Saturday, March 15, 2008

The Student

Many years ago,
I saw a man in uniform,
Get down on one knee,
Peacefully,
And fire upon a crowd of protestors,
Fleeing into narrow lanes of ghettos,
As if their only crime was to come out of oblivion,
And protest their exclusion,
And bullets were needed to throw them back,
Into their desolate lives, excluded.
A few were shot- all on their backs,
I later learned a student died,
I was a student in the ghetto,
I had learned a lot,
and survived.

---
Somehow recalled the above lines on seeing the movie Hotel Rwanda (rare movie recommendation on this site). The lines just came to me sometime last year, recounting a real-life incident I had witnessed more than a decade ago.

6 comments:

vibhav said...

I was picturing Jallianwala Bagh and towards the end the poem suddenly turned very individual, and probably more tragic. Good to read.

Phoenix said...

Very touching.

Arfi said...

I could relate to it. I have seen it too. the men in uniform, the crush of angry bodies in the narrow bylanes, the shots and then the panic.

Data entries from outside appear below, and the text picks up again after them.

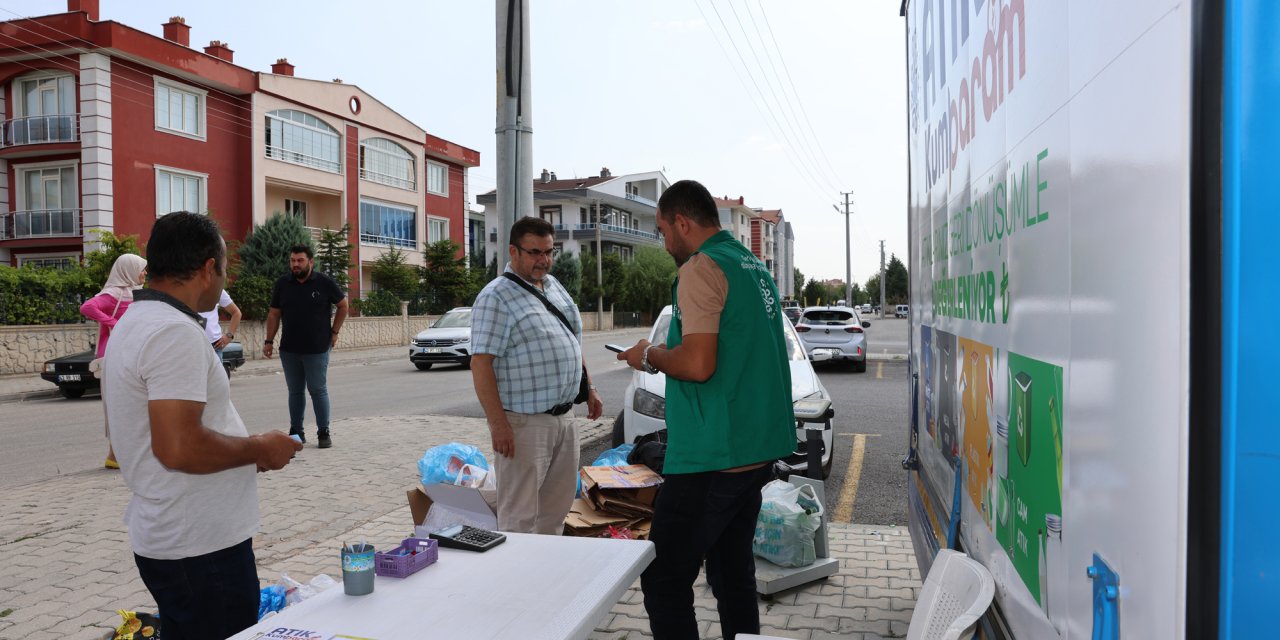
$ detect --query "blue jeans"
[640,465,773,640]
[133,539,259,640]
[280,351,329,434]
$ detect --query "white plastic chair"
[906,549,996,640]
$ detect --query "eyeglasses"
[512,244,559,260]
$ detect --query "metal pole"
[881,241,884,320]
[594,198,604,330]
[485,0,534,274]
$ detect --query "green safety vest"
[663,230,796,474]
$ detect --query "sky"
[0,0,908,283]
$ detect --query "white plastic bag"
[751,480,822,567]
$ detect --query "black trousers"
[640,465,773,640]
[133,539,259,640]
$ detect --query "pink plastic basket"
[374,538,440,577]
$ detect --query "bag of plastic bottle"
[417,442,489,484]
[751,480,822,567]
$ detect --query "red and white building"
[0,0,480,297]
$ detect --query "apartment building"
[476,166,671,260]
[0,0,480,302]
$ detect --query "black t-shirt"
[271,269,346,353]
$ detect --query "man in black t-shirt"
[262,244,347,449]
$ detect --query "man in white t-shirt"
[102,211,302,640]
[200,289,241,362]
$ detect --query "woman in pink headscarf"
[81,253,147,468]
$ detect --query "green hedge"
[0,265,100,325]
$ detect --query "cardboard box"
[580,465,662,520]
[564,498,650,540]
[406,483,498,538]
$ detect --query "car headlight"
[631,389,667,420]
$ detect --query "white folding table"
[232,534,655,640]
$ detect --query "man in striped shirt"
[471,218,604,535]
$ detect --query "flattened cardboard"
[406,483,498,534]
[580,465,662,520]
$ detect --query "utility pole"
[831,191,855,305]
[485,0,534,274]
[881,241,884,320]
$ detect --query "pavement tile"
[0,391,920,640]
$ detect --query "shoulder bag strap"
[502,271,573,333]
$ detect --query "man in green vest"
[618,180,796,640]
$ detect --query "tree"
[84,230,142,289]
[552,251,582,300]
[316,224,351,291]
[865,274,892,305]
[622,247,676,317]
[369,247,417,300]
[884,253,911,305]
[411,239,475,314]
[237,212,309,280]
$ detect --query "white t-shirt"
[104,300,259,559]
[200,289,232,344]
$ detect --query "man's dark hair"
[147,211,227,280]
[658,180,719,229]
[511,215,556,244]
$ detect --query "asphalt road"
[0,317,910,526]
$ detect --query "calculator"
[431,525,507,552]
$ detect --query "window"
[10,166,79,238]
[284,198,307,227]
[155,78,206,140]
[360,138,417,191]
[426,163,449,196]
[426,218,449,244]
[18,256,79,269]
[360,200,417,250]
[156,166,209,216]
[4,74,78,145]
[266,109,342,173]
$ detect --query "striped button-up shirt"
[471,266,582,413]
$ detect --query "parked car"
[796,306,872,371]
[40,342,244,398]
[408,307,471,371]
[613,306,835,477]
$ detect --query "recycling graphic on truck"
[902,0,1280,640]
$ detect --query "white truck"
[902,0,1280,640]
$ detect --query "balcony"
[360,233,417,251]
[627,193,658,209]
[0,114,79,147]
[0,209,81,239]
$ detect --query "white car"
[613,306,835,477]
[408,307,471,371]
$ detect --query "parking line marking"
[833,434,867,522]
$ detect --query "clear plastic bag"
[751,480,822,567]
[417,442,489,484]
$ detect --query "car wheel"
[613,413,627,448]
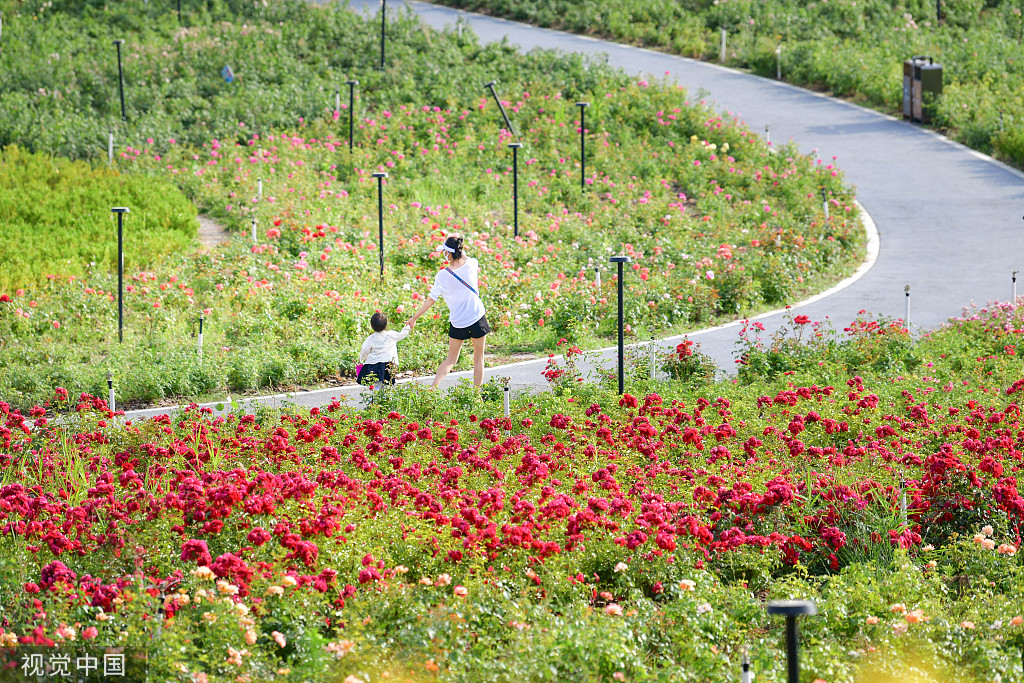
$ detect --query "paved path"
[123,0,1024,417]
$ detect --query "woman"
[406,234,490,389]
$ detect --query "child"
[355,311,412,388]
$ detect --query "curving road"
[128,0,1024,418]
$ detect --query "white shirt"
[430,258,486,328]
[359,325,410,365]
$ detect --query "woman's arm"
[406,297,436,330]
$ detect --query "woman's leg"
[430,337,462,389]
[473,337,487,389]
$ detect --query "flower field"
[0,304,1024,683]
[0,2,864,412]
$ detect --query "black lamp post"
[509,142,522,237]
[114,38,128,121]
[768,600,818,683]
[381,0,387,71]
[577,102,590,189]
[371,171,387,282]
[345,80,359,152]
[111,207,129,342]
[608,256,630,395]
[483,81,519,137]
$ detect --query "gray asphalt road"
[121,0,1024,417]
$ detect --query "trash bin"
[914,57,942,123]
[903,54,942,123]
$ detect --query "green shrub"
[0,146,198,291]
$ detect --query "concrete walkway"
[128,0,1024,418]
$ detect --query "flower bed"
[0,3,863,410]
[0,306,1024,681]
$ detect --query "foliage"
[0,146,196,292]
[0,1,863,410]
[0,304,1024,682]
[430,0,1024,166]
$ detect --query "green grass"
[0,146,198,292]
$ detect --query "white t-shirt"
[430,258,486,328]
[359,325,410,365]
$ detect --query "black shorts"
[449,315,490,340]
[355,362,394,384]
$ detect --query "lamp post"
[381,0,387,71]
[577,102,590,189]
[509,142,522,238]
[111,207,129,343]
[372,171,387,282]
[608,256,630,395]
[903,285,910,332]
[483,81,519,137]
[345,79,359,152]
[114,38,128,121]
[768,600,818,683]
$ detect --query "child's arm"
[359,337,373,362]
[394,324,413,342]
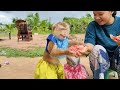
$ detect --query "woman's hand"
[110,35,120,46]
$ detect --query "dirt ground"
[0,34,92,79]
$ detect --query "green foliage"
[0,47,45,57]
[0,13,93,35]
[63,14,93,34]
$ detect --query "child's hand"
[110,34,120,46]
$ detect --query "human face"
[93,11,114,25]
[53,25,69,40]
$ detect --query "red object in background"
[69,45,84,54]
[64,64,89,79]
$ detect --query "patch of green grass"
[0,47,45,57]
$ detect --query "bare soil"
[0,34,92,79]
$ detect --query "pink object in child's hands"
[110,34,120,41]
[69,45,84,54]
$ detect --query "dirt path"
[0,35,92,79]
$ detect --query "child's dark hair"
[112,11,117,17]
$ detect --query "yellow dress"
[34,58,65,79]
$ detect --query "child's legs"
[89,45,110,79]
[110,47,120,78]
[60,58,67,66]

was too young to understand ... the horror of it all

Siyaah said...

vibhav: yes, the sudden individual turn just came to me- hadnt thought of it at the start. Also, it creates an interesting ambiguity: who really was the student who "died"? and what did he "learn"? Was it different parts of the individual narrator that died and survived?

phoenix: thanks.

arfi: so true.

J said...

I like this, crisp, concise. It's beautiful and terrible.
To me it seemed like the student lost his identity as a student, thus "dying". As if beyond that experience he had nothing more to learn.

Interesting blog you have, I drop by off and on.

Siyaah said...

j: thanks for dropping by and for the comment. you have articulated the interpretation so well. and you have an interesting blog too.